27 de novembro de 2013

Ele foi, há não muito tempo, um dos símbolos do fantasma da inflação. O tomate chegou a ser boicotado por donas de casa em supermercados numa tentativa de pressionar a queda do preço do produto nas gôndolas. Assim como ele, muitos alimentos são particularmente sensíveis a uma alta inflacionária, o que acaba gerando um impacto no benefício refeição dos trabalhadores. A conta é simples: se o almoço fica mais caro, o benefício tende a acabar antes do fim do mês. Some à inflação outro componente: o desempenho da economia brasileira. Até que ponto essa receita, com esses dois ingredientes de peso, afeta os prestadores de serviços do Programa de Alimentação ao Trabalhador (PAT)? “Nosso mercado é diretamente afetado pelo desempenho do Produto Interno Bruto [PIB], uma vez que as empresas se baseiam nesse índice para nortear a geração de novos postos de trabalho”, diz Ronaldo Varela, diretor-executivo comercial, marketing, novos negócios e produtos da Alelo.

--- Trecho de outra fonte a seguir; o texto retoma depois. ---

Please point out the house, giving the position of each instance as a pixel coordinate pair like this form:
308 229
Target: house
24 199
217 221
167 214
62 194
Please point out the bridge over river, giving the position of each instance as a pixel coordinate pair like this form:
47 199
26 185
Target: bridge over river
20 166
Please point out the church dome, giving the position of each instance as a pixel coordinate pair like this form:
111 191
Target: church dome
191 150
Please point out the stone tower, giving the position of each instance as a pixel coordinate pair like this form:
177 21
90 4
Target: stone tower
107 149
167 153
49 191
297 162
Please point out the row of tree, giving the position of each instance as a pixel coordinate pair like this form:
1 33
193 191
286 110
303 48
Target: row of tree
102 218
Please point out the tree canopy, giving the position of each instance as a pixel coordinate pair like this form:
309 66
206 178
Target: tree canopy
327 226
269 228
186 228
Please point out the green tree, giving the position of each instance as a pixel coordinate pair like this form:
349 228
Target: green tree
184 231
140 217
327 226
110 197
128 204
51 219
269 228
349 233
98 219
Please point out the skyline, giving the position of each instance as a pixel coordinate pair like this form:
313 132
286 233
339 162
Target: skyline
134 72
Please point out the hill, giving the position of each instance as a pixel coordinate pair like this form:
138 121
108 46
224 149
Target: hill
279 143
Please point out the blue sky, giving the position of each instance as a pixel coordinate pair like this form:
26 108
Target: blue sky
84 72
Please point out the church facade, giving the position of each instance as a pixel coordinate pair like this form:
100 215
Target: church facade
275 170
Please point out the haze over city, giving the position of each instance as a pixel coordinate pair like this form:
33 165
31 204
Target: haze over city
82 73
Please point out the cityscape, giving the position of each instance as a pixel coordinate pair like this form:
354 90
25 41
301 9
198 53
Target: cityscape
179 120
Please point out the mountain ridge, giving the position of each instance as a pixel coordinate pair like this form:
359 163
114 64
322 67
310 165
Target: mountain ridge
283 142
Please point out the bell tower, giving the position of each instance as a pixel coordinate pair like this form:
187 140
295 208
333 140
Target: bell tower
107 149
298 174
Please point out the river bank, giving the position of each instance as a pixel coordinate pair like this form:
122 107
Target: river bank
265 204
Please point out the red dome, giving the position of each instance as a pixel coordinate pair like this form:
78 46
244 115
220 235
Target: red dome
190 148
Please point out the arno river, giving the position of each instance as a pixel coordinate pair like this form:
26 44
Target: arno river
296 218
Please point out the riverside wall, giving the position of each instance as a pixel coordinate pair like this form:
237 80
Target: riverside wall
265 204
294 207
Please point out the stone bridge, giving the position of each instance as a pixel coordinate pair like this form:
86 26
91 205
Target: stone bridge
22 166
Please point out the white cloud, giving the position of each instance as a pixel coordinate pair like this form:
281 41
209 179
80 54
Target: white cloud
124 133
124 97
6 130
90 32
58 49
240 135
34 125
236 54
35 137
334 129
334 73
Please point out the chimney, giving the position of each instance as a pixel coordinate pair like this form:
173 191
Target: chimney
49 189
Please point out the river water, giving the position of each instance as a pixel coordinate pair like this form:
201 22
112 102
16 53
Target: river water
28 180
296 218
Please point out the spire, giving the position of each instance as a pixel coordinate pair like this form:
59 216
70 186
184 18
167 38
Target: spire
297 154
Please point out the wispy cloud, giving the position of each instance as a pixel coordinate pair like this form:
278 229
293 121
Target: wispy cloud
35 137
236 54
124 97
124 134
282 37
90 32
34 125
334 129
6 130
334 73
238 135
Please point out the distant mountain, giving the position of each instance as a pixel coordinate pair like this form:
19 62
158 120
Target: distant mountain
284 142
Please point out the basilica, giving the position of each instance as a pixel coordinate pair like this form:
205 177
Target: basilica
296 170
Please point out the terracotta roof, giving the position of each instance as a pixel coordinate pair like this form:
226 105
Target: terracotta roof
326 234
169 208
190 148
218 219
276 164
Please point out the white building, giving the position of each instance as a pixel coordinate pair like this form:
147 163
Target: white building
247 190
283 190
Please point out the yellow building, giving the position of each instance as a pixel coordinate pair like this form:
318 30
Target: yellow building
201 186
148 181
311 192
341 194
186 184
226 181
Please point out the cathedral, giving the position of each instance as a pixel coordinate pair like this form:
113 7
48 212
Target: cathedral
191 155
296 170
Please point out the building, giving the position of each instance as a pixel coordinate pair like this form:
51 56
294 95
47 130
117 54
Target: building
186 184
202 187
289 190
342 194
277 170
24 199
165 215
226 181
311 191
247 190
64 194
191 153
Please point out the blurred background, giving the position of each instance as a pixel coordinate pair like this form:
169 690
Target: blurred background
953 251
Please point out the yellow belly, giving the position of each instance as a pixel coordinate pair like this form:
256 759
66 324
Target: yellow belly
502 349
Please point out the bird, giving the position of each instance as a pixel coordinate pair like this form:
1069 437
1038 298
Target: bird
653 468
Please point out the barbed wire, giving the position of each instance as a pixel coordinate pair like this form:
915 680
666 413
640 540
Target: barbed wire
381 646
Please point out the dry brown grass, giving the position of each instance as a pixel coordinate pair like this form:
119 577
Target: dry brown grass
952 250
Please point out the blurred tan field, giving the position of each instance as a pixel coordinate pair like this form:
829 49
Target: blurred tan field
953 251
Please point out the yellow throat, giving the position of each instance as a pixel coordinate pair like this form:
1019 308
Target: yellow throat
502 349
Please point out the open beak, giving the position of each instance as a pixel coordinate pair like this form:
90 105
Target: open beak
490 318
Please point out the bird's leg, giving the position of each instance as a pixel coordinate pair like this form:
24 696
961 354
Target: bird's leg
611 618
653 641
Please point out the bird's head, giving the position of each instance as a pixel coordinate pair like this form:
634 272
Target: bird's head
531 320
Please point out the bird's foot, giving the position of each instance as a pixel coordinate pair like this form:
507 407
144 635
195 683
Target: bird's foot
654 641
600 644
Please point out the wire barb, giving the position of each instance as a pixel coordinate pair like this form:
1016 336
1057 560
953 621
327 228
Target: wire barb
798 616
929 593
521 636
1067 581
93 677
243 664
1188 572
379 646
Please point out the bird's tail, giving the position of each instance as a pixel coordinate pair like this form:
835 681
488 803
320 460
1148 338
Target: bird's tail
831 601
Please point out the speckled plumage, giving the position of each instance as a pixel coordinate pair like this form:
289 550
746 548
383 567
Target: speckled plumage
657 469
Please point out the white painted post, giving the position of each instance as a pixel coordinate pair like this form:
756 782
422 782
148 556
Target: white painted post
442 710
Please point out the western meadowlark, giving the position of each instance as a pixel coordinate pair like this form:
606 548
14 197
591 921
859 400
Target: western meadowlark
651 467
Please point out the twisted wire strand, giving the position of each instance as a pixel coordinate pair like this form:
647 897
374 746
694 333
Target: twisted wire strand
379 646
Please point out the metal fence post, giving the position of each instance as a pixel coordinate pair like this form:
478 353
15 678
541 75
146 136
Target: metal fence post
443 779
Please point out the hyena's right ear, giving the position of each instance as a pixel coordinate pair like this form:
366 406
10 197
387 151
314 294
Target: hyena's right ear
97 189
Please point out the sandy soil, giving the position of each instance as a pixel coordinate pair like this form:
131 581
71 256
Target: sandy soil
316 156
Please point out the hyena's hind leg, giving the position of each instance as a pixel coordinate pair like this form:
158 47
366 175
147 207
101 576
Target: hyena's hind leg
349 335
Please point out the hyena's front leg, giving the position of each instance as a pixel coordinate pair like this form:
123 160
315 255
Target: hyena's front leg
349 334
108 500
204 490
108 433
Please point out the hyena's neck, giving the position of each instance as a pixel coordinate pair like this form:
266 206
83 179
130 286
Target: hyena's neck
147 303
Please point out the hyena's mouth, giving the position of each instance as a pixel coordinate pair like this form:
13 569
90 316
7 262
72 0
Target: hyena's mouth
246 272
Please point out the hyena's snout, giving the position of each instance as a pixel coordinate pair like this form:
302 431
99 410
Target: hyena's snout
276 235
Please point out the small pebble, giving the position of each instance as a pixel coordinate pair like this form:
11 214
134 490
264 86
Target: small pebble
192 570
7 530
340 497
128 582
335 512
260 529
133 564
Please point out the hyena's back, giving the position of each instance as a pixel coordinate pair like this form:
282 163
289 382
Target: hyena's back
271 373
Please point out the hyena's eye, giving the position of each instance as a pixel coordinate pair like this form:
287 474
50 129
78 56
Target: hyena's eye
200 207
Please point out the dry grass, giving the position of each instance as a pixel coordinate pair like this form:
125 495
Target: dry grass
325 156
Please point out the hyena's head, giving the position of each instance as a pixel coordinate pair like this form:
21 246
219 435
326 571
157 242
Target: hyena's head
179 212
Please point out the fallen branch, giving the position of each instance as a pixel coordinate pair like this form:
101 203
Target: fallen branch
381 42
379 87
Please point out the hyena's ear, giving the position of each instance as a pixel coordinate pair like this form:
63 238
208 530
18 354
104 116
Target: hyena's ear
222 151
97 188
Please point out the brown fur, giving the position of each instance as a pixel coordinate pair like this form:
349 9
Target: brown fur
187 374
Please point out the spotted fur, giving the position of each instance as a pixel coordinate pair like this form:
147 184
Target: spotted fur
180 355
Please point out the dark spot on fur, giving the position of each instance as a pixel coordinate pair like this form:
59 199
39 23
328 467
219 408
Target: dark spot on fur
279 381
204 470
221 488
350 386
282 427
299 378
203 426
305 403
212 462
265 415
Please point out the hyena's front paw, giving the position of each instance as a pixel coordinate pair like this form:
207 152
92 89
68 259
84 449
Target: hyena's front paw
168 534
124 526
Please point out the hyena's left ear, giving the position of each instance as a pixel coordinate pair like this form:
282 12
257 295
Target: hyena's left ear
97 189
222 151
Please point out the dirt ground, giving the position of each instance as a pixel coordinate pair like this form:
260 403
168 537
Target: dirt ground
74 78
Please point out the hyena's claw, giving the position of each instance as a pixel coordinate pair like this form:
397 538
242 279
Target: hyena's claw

Ele conta que, de acordo com o Cadastro Geral de Empregados e Desempregados, em janeiro de 2013 foi constatado o pior índice de geração de empregos em relação ao mesmo período dos últimos quatro anos. “No entanto, o Índice de Atividade Econômica do Banco Central (IBC-Br) aponta um aumento no primeiro trimestre e, por isso, estamos enxergando o mercado com cautela, mas nos mantemos otimistas em relação ao desempenho da empresa”, afirma.

Reação em cadeia
Alaor Aguirre, diretor-geral adjunto da Edenred Brasil, concorda. “Se tudo vai bem na economia, há aumento de empregos formais que, por sua vez, está diretamente ligado a dois dos nossos principais produtos, o benefício refeição e o alimentação”, reforça. Mas acrescenta que não só a questão do emprego impacta o negócio. “A inflação é um assunto que está constantemente em nosso radar e acredito que de todas as empresas, uma vez que isso é uma reação em cadeia. Algo que começa em um setor e se alastra por todos os outros.”

Para manter as expectativas em dia, essas empresas apostam no relacionamento mais estreito com as pequenas e médias empresas (PMEs). “O Brasil está cada vez mais empreendedor e queremos atuar em parceria para que os funcionários e colaboradores dessas empresas sejam valorizados”, conta Varela. No caso da Edenred, uma inciativa adotada foi a criação do Ticket Center, uma área destinada a esse público. “Além disso, temos pela frente um novo cenário com a recente aprovação do vale cultura”, lembra Aguirre. A questão é ver se o caldo da economia não vai desandar até o fim do ano.